Miss (Sister Bernadette) Ogden,
Had a mission,
To refine country girls,
Recorder on a Monday, raffia lampshade-making Thursday,
As if farmhouses needed the cows piping in,
Or, raffia lampshades, come to think of it,
My descant filled the gap between 3.30 and teatime,
It was a chance to get out of milking,
But ‘London Bridge is burning down,’
Did not impress my bible-bashing dad,
Who liked to sing ‘We plough the fields and scatter…’

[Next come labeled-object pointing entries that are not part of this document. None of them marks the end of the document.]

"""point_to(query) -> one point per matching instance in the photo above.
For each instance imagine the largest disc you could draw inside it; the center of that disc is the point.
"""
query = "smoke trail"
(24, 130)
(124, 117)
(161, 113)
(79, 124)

Before I had time to master hymn tunes,
Miss Ogden went to live with God - they said,
Leaving her little cottage full of raffia lampshades

Mr Haygarth was tall, thin, and fussy,
He had a double piano-stool
And a ‘naughty pussy’ called Tibby,
He peered over my shoulder, wagged his arms,
And pursed his lips to say, ‘Oo – dear - mistake,’
Like a pantomime dame (he’s behind you),
My Dad said he thought he was a bit queer,
It made no odds to me,
Until he ran off with a senior boy
From the grammar school,
Leaving Sonata in C, unpolished

Sonata in C played on my rescued-from-the-rubbish overstrung,
Two notes in every octave missing,
Didn’t impress anybody either
Dum, thud, dum, dum, thud-dee thud, Thud,Thud, dum…

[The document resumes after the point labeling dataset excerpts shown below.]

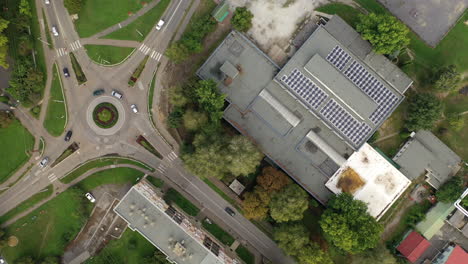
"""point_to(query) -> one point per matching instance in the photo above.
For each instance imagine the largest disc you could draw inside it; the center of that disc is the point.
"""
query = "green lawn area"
(47, 230)
(56, 117)
(36, 198)
(97, 15)
(173, 196)
(99, 163)
(223, 236)
(144, 24)
(107, 55)
(16, 141)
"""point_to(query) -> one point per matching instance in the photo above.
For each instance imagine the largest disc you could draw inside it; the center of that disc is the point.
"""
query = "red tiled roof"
(458, 256)
(413, 246)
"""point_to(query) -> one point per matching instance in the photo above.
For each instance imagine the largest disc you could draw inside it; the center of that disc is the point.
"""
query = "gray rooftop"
(316, 111)
(426, 154)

It would have stopped there,
But my parents had entered ‘the mission’
And found me another teacher,

Miss Hall was a serious mistress, (so my Daddy said),
With a grand piano and a metronome,
She corrected my sloppy performance,
And drilled me into accuracy,
While peering incessantly over a red fan
That she closed to hit me with,
Whenever I made a mistake,

It was a miracle I passed exams,
Thinking of ‘naughty Tibby,’
Expecting a fan on the wrist,
Playing scales without a ‘ray’ or ‘soh’
And finally, I lost the will to ‘thud’,
Wanting to rip the felt out of my Knauss
Hating the sight of my Adler,
And wishing I could make a raffia lampshade,

Mr Michael Murphy, Catholic, with three kids,
And a head full of organ music
Tried to teach me harmony
But teenage hormones and Bach didn’t mix,
No matter how much peering he did,
And I began to loose sight of the plot,
The title,
That ‘thing’ that I was ‘to be’,
In my case, ‘not to be’,
When I grew up,
A music teacher,
I began to like Michael Murphy more than Bach

My Dad stopped my lessons and blamed the Pope,
He said Murphy was the devil in disguise,
Meanwhile my best friend had just won first prize
At the show, with her raffia lampshade

Mrs Gillian Ruddick, short, plumpish,
Happy graduate,
Cambridge Cap and gown,
Came down the street singing, ‘The hills are alive…’
A knowing twinkle in her eyes,
And a fan tucked into her handbag,

I should have clocked the look,
I should have recognized that pernickety smile;
That dinosaur stance;
The way she peered into my hands
As though hearing trapped melodies

And now I’m back in the chair,
Or on the stool, as it were, (not double)
With Mrs Gillian (on a mission) Ruddick,
Hell bent on extracting the bad wisdom
That I grew up with,
Drilling and filling-in the un-refined gaps

I am loving every single minute
Mrs Gillian Ruddick extraordinaire!
Not a hint of a raffia anywhere!

Jane Sharp
9 March 2010

Notes: Knauss was the name of my German Upright piano.
Adler was the make of my descant recorder.